PLEASE NOTE:

This file is only checkng how the created LimeExplainer and SHAPExplainer will look in the notebook for all the 2 models ie logistic and xgboost. 

This should only be run after creating .pkl from the models using src/models/logistic_baseline.py and src/models/xgboost_model.py

In [None]:
from lime.lime_text import LimeTextExplainer
import shap
import numpy as np
from pathlib import Path

In [16]:
class LIMEExplainer:
    def __init__(self, model, class_names):
        self.model = model
        self.class_names = class_names
        self.explainer = LimeTextExplainer(class_names=class_names)
    
    def explain(self, text, num_features=10):
        def predict_proba_fn(texts):
            return self.model.predict_proba(texts)

        probs = self.model.predict_proba([text])[0]

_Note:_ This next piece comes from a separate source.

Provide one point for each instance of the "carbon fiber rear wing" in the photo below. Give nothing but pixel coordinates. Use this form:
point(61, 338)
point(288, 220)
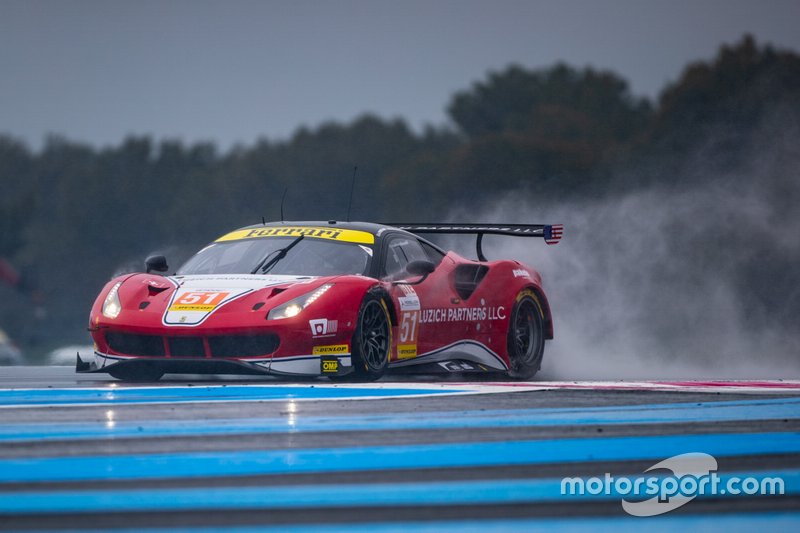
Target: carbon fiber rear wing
point(551, 233)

        exp = self.explainer.explain_instance(
            text,
            predict_proba_fn,
            labels=list(np.where(probs > 0.0)[0]),
            num_features=num_features,
            num_samples=500
        )

        explanations = {}

        for class_idx in exp.local_exp:
            class_name = self.class_names[class_idx]
            explanations[class_name] = {
                "word_weights": exp.as_list(label=class_idx),
                "score": probs[class_idx]
            }

        return explanations

    
    def get_top_words(self, explanation, class_name, k=10):
        """Get top-k words for a class"""
        word_weights = explanation[class_name]['word_weights']
        sorted_weights = sorted(word_weights, key=lambda x: abs(x[1]), reverse=True)
        return sorted_weights[:k]

# Usage example
if __name__ == "__main__":
    import pickle
    
    # Load model
    artifact_folder = Path(__name__).resolve().parent.parent / "results/model_artifacts"
    with open(artifact_folder / "logistic_baseline.pkl", 'rb') as f:
        model_data = pickle.load(f)
    
    # Mock model wrapper
    class ModelWrapper:
        def __init__(self, model_data):
            self.vectorizer = model_data['vectorizer']
            self.models = model_data['models']
            self.mlb = model_data['mlb']
        
        def predict_proba(self, texts):
            X_vec = self.vectorizer.transform(texts)
            probas = np.zeros((len(texts), len(self.mlb.classes_)))
            for i, class_name in enumerate(self.mlb.classes_):
                probas[:, i] = self.models[class_name].predict_proba(X_vec)[:, 1]
            return probas
    
    model = ModelWrapper(model_data)
    explainer = LIMEExplainer(model, model_data['mlb'].classes_)
    
    # Test
    test_text = "Market volatility and economic uncertainty may adversely affect our business."
    explanation = explainer.explain(test_text)
    
    print("LIME Explanation:")
    for class_name in explanation:
        print(f"\n{class_name}:")
        top_words = explainer.get_top_words(explanation, class_name, k=6)
        for word, weight in top_words:
            print(f"  {word}: {weight:.3f}")

LIME Explanation:

Credit Risk:
  economic: 0.040
  volatility: -0.033
  affect: 0.032
  adversely: 0.031
  Market: 0.023
  and: -0.019

Legal/Regulatory Risk:
  business: -0.023
  economic: 0.023
  and: 0.017
  volatility: -0.010
  our: 0.009
  Market: -0.002

Liquidity Risk:
  affect: 0.031
  adversely: 0.030
  economic: 0.025
  volatility: -0.020
  our: 0.008
  uncertainty: 0.007

Market Risk:
  Market: 0.060
  economic: 0.043
  and: -0.035
  volatility: -0.025
  adversely: 0.022
  affect: 0.017

Operational Risk:
  affect: 0.046
  business: 0.041
  volatility: -0.035
  adversely: 0.031
  economic: 0.013
  Market: -0.005

Reputational Risk:
  business: 0.039
  volatility: -0.032
  affect: 0.027
  adversely: 0.026
  economic: -0.025
  Market: -0.022

Strategic Risk:
  adversely: 0.022
  business: 0.021
  uncertainty: 0.018
  volatility: -0.018
  affect: 0.016
  Market: 0.014


In [None]:
class LIMEExplainerXGBoost:
    def __init__(self, model, class_names):
        self.model = model
        self.class_names = class_names
        self.explainer = LimeTextExplainer(class_names=class_names)
    
    def explain(self, text, num_features=10):
        def predict_proba_fn(texts):
            return self.model.predict_proba(texts)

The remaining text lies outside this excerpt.